Had some free time in between cobia fishing this weekend and heard there were some big specks around the gulf state pier that wasn't biting anything. Got there thursday evening with a dozen live shrimp water was really clear downsized tackle was out by dark. Caught 6 trout and 2 pompano, give 2 trout away and went home with these 4 that weighed a shade under 13lbs. Had a good time hanging with a few friends.. I love fishing that pier for some reason.


----------



## willr86 (Mar 25, 2014)

Seriously nice specs


----------



## Mac1528 (Mar 24, 2012)

Super catch! Thanks for the report and the pics.


----------



## GROUPERKING (Sep 28, 2011)

Nice bunch of specks ! Were the pompano big enough to keep ?


----------



## TheFlounderPounder (Jan 9, 2012)

GROUPERKING said:


> Nice bunch of specks ! Were the pompano big enough to keep ?
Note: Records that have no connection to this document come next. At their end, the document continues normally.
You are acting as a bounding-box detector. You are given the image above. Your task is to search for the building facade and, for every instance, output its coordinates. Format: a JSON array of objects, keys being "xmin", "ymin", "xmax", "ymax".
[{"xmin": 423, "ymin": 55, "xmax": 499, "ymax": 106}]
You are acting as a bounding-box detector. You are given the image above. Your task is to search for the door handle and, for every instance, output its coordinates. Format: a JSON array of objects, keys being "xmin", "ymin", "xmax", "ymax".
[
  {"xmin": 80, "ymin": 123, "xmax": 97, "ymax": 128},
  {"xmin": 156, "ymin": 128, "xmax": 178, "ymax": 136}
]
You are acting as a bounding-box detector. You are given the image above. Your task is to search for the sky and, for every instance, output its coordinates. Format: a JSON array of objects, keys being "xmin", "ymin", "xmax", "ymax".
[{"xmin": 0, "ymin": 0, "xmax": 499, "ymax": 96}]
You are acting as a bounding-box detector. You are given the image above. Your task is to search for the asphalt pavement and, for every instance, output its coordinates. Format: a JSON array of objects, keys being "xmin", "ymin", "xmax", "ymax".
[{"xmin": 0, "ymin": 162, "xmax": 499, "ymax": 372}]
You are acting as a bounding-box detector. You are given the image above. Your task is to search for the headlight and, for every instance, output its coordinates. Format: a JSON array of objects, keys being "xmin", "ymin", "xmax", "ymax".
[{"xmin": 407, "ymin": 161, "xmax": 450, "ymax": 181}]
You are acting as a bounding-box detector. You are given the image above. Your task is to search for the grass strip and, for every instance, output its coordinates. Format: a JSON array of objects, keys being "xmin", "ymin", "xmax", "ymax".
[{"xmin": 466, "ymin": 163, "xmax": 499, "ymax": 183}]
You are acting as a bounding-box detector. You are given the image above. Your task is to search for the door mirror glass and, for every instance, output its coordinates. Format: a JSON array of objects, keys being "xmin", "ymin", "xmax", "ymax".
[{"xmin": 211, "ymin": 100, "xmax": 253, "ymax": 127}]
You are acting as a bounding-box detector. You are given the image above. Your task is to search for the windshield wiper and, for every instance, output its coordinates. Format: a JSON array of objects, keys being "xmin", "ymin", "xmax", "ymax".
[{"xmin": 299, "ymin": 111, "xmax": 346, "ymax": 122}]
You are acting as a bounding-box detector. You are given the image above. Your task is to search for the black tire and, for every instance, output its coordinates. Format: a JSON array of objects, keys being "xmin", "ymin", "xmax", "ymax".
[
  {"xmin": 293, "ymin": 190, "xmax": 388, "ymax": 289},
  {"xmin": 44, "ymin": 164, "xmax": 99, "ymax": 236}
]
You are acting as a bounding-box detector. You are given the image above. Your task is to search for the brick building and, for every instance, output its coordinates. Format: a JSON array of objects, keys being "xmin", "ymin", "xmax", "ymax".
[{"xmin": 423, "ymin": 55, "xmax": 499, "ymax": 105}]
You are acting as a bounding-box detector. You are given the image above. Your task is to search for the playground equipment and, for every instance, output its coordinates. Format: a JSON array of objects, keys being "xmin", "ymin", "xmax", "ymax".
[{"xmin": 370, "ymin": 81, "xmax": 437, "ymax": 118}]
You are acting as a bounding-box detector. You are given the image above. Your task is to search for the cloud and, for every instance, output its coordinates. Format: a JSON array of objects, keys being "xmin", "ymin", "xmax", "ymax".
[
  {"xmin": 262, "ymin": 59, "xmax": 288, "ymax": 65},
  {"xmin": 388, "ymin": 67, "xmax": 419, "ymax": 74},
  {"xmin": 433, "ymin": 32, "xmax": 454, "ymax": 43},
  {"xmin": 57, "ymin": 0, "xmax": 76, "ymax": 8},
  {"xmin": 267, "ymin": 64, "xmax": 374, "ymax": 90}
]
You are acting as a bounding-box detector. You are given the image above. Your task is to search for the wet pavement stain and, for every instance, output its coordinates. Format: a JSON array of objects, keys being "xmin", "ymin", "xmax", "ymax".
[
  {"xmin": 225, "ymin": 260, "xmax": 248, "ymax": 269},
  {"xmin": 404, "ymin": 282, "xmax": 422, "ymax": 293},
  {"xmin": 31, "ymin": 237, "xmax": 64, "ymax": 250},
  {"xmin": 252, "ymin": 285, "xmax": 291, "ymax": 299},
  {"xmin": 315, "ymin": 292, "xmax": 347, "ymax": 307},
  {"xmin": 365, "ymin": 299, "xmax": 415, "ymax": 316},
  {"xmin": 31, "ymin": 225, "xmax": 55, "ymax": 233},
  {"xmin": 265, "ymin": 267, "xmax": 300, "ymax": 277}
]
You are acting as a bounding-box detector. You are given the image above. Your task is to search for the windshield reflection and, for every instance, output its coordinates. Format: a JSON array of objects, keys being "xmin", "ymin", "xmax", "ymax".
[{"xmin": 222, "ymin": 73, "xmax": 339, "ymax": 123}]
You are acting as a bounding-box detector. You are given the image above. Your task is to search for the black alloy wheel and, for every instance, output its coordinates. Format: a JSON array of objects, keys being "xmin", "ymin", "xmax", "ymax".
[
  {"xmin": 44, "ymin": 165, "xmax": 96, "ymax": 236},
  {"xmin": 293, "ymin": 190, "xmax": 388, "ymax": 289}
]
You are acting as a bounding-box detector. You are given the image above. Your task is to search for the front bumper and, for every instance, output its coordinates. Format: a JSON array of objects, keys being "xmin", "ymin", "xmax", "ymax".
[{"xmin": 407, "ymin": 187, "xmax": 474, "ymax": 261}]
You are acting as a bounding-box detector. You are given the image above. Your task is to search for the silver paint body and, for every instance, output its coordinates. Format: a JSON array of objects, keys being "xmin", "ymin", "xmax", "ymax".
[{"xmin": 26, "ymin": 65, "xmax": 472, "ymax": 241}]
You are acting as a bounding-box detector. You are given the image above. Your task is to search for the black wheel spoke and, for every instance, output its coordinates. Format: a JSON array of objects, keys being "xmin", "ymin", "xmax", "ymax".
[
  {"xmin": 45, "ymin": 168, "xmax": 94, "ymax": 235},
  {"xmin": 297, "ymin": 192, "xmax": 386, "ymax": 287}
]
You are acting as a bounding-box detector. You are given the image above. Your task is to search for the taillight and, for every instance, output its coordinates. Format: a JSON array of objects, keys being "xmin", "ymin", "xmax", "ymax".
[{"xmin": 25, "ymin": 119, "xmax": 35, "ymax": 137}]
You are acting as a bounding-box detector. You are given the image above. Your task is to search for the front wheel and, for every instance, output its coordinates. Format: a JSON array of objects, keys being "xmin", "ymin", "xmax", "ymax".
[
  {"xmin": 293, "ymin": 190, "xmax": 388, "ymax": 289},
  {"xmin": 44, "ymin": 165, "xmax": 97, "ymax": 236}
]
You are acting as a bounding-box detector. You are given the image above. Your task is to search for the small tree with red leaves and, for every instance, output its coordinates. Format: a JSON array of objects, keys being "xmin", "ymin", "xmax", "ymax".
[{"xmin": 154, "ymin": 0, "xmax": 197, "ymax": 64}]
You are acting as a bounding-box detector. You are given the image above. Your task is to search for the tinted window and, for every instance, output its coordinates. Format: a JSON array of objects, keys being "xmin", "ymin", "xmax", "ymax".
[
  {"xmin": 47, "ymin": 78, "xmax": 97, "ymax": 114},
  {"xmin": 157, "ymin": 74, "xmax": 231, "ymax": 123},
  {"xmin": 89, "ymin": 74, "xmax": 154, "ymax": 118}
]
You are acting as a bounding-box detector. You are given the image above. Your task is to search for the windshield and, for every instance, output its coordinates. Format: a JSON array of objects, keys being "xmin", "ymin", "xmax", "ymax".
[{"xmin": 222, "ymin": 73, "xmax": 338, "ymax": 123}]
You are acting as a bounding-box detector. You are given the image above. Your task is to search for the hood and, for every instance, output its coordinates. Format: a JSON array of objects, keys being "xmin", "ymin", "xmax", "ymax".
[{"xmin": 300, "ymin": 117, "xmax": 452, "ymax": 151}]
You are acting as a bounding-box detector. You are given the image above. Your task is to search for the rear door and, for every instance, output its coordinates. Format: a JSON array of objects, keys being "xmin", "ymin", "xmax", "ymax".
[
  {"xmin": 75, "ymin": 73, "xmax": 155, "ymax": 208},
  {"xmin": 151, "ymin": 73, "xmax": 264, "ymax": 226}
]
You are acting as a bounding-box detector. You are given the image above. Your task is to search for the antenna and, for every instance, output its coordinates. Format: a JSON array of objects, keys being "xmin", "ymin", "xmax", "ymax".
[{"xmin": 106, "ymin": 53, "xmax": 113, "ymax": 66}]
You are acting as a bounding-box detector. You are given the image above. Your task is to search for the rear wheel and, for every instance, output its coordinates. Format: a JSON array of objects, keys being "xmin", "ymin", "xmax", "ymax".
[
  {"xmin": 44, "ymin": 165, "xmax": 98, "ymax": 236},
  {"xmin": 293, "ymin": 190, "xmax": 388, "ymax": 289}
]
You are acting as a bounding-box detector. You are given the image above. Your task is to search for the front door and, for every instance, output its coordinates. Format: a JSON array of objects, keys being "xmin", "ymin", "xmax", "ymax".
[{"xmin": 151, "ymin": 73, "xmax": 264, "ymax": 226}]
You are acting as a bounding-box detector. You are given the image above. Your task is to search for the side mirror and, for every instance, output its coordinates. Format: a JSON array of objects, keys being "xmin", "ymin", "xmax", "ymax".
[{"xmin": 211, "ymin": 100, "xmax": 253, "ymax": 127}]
Yes they were! Grilled them last night


----------



## XxReel_FisherxX (Jul 31, 2013)

Beautiful specs! Nice job, man!


Sent from my iPad using Tapatalk


----------



## Lexcore (May 5, 2012)

:thumbup: Nothing like fishing with good friends and catch fish is a bonus:thumbsup:


----------



## TheFlounderPounder (Jan 9, 2012)

XxReel_FisherxX said:


> Beautiful specs! Nice job, man!
> 
> 
> Sent from my iPad using Tapatalk


 Thanks buddy!


----------